Quand elle était jeune, elle participa (sans autorisation) à la biennale de Venise 1966 en déversant 1500 boules multicolores dans les légendaires canaux de la ville. 

Or, Michel a fait de même (mais : au cylindre contenant les boules près) dans une rivière, elle, située en pleine nature (et on pressent que là est la sens de la question que je lui adresse, indirectement, ici). Et très précisément, la « signature » de ces cylindres transparents de petits pois dans tous ses tableaux (ou presque), souligne ce qui le différencie, et désormais d’un abîme, d’un Bacon : il y a encore chez ce dernier, au fond, une sorte de naturalisme du supplice. Bacon ne s’interroge pas encore sur ce qui fait de l’homme et lui seul le Sujet de la convulsion endogène. Lisons au hasard, sur Wikipédia, un commentaire typique de ceux qu’inspire l’irlandais : « Ces corps ramassés à l’extrême, tordus et écrabouillés, musculeux, disloqués, ravagés, ces distorsions crispées, ces contractures paroxystiques, ces poses quasi acrobatiques, sont d’abord signes de fulgurances nerveuses et d’un emportement furieux, presque athlétique, plus somatiques que psychologiques de la mystérieuse animalité d’anthropoïde solitaire et désolée qui est en chaque homme. » 

Fort juste, fort bien, -et du reste presque sans modification transposable à Fourcade-. J’ai bien dit: presque, un presque où tout se joue.  
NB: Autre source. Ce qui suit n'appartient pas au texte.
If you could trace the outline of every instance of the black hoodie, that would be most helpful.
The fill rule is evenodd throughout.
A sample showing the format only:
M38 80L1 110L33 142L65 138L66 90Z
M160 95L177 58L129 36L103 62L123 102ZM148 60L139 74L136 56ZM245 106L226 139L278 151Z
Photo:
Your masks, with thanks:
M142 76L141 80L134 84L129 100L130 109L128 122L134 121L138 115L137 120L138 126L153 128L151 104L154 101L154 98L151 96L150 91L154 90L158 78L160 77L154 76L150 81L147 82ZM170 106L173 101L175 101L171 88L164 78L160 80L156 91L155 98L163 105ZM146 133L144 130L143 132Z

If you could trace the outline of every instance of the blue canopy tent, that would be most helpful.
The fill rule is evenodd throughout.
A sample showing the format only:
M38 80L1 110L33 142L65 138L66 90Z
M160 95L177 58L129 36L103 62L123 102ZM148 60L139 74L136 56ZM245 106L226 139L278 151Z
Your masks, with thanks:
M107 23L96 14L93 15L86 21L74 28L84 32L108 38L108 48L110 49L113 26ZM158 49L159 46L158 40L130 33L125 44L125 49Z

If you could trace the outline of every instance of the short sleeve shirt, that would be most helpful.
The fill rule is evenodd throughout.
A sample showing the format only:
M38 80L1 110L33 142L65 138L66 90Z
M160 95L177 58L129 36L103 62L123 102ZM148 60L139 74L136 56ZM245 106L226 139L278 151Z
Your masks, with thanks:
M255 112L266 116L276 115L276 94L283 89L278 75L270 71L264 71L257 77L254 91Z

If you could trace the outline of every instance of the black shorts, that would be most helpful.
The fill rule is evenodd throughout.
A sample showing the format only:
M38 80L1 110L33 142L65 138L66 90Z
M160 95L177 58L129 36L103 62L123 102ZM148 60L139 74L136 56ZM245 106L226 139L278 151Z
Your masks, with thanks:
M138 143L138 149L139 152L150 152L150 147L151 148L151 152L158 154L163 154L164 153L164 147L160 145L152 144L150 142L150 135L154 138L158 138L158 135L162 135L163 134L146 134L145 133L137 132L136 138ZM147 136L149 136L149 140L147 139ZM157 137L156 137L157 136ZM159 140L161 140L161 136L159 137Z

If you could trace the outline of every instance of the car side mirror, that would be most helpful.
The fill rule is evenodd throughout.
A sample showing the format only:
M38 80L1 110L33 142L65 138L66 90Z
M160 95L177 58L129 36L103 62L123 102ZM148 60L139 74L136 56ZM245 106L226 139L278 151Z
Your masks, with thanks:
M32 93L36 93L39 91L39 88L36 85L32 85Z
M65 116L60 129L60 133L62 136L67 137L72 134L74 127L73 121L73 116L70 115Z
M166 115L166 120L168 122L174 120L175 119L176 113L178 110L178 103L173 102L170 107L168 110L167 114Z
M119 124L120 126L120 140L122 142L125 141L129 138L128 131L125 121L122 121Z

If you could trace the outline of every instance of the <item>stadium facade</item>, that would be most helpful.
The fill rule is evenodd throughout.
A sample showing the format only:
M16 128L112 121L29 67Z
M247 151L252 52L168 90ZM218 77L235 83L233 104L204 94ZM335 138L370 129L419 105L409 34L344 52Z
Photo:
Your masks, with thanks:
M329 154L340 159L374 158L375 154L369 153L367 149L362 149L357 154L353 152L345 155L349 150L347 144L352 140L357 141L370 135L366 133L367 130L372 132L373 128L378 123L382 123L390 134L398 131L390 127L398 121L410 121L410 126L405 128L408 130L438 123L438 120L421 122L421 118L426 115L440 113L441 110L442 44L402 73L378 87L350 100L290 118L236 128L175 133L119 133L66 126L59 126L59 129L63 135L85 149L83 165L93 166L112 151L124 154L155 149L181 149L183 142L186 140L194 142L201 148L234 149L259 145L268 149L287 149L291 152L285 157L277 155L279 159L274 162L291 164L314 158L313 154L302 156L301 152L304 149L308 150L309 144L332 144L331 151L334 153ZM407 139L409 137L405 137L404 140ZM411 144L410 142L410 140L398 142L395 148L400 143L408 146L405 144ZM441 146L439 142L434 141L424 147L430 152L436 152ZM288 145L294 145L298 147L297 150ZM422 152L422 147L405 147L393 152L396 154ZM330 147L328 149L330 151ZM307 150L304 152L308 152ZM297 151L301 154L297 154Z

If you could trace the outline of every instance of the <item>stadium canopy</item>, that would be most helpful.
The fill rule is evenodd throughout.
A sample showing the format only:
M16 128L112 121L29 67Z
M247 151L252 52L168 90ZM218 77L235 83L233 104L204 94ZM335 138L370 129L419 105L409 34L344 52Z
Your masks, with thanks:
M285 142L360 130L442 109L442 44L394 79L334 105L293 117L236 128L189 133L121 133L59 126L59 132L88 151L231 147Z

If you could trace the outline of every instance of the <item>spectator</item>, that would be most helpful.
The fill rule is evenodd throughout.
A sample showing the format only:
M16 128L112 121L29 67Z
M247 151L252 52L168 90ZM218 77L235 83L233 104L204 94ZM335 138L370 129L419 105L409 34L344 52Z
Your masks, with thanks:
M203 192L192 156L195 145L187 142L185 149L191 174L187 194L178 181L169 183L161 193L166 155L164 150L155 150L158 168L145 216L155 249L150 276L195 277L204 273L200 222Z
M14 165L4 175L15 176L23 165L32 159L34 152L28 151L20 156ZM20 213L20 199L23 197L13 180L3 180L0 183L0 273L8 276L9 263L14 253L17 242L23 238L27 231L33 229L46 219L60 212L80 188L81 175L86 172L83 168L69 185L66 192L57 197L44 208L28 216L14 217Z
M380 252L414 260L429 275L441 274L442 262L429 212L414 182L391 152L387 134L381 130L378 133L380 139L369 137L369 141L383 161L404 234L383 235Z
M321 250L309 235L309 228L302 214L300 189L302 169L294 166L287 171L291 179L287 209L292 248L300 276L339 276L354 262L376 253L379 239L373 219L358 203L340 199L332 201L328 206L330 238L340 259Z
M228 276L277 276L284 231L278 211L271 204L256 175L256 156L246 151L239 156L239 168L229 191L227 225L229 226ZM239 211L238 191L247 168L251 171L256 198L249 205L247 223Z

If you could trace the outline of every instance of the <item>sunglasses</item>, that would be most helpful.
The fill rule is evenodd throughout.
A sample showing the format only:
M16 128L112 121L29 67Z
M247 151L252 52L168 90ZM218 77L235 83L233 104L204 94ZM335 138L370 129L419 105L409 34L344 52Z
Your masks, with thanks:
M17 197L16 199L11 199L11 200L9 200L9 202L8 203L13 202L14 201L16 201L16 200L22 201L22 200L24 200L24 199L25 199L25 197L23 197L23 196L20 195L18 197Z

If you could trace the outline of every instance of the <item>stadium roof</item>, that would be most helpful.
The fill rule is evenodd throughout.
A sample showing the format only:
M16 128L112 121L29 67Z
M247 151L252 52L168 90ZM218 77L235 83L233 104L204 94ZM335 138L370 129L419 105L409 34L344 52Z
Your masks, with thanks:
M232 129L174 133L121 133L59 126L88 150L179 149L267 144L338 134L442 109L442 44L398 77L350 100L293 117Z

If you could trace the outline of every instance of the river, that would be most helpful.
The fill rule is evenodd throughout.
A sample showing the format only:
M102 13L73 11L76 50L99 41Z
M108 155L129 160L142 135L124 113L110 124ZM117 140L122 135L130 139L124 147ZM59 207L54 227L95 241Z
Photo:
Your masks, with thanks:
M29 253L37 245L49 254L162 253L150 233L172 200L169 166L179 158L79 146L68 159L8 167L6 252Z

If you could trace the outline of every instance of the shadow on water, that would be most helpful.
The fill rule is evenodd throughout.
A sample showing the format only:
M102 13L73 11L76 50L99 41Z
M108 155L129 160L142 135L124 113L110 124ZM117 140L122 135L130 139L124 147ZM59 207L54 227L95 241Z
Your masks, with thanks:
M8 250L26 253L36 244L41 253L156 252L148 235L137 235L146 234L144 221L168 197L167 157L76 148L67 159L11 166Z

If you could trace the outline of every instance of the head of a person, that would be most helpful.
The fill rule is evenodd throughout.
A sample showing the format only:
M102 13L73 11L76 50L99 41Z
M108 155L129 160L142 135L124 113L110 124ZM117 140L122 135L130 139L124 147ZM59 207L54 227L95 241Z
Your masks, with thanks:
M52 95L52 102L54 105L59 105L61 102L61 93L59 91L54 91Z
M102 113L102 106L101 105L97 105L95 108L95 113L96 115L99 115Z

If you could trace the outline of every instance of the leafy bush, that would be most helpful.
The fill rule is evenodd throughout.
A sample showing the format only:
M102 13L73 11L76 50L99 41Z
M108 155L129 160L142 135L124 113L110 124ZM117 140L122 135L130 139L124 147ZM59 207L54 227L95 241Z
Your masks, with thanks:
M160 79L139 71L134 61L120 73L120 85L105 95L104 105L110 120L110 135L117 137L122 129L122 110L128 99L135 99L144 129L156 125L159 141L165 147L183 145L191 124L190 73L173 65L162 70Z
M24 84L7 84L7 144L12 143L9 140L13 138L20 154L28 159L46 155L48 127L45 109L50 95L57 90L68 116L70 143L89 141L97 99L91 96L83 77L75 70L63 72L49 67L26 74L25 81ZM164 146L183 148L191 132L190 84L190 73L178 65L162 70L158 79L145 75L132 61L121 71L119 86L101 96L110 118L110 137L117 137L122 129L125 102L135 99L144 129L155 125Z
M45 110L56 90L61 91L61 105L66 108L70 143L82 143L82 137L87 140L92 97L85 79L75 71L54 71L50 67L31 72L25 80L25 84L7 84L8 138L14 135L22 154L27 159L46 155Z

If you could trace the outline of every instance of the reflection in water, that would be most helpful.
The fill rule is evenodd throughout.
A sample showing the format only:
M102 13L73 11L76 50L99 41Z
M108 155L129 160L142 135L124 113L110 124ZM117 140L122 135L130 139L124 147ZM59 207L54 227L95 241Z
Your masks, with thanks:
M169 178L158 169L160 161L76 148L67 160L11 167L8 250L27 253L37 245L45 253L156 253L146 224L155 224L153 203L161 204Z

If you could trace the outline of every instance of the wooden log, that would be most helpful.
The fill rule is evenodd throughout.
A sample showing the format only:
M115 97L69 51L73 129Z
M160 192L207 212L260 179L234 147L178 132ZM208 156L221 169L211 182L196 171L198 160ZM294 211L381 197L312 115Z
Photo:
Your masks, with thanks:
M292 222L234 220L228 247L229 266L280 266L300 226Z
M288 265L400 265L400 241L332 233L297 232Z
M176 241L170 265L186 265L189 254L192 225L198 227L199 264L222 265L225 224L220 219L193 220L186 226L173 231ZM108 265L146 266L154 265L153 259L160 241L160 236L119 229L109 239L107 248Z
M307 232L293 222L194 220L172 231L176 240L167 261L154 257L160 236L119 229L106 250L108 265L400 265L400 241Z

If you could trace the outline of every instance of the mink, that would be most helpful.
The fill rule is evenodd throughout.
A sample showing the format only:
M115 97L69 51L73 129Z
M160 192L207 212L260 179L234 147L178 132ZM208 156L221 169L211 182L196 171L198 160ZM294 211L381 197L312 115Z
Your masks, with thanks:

Car la question qu’on ne se pose à ce sujet jamais, et que ne se posait pas encore Bacon, est simple : qu’est-ce qui dilacère le « Corps sans Organes » -le corps de l’affect- de l’animalité dite anthropologique ? L’époque de Bacon fut la dernière où la réponse pouvait encore ne pas s’imposer sans réplique, et c’est tout l’abîme qui sépare la peinture de Fourcade de la sienne. Les drogues, l’alcool, et bien évidemment la peinture, et aussi le clou qui plante un tableau ou un Christ, ne sont eux-mêmes autres que des productions technologiques. C’est pourquoi la technologie machinique finit toujours, je dis bien toujours, par objectiver les visions « subjectives » de la drogue : la chimie distorsionniste des drogues se convertit, quelques décennies plus tard, en mécanique disloquée de l’excès journalier. Toutes les boucles se bouclent, et c’est peut-être l’indice secret des omniprésents petits pois « kusamesques ». C’est la technologie et elle seule qui dilacère notre affectualité animale de l’intérieur : l’homme est l’animal traumatisé, et non pas seulement « suprématisé », par la Science. Tel est le sujet de ce modeste texte, et tel est l’unique sujet du « convulsivisme » de Fourcade, qui le différencie décisivement de ces trois arbitraires prédécesseurs.  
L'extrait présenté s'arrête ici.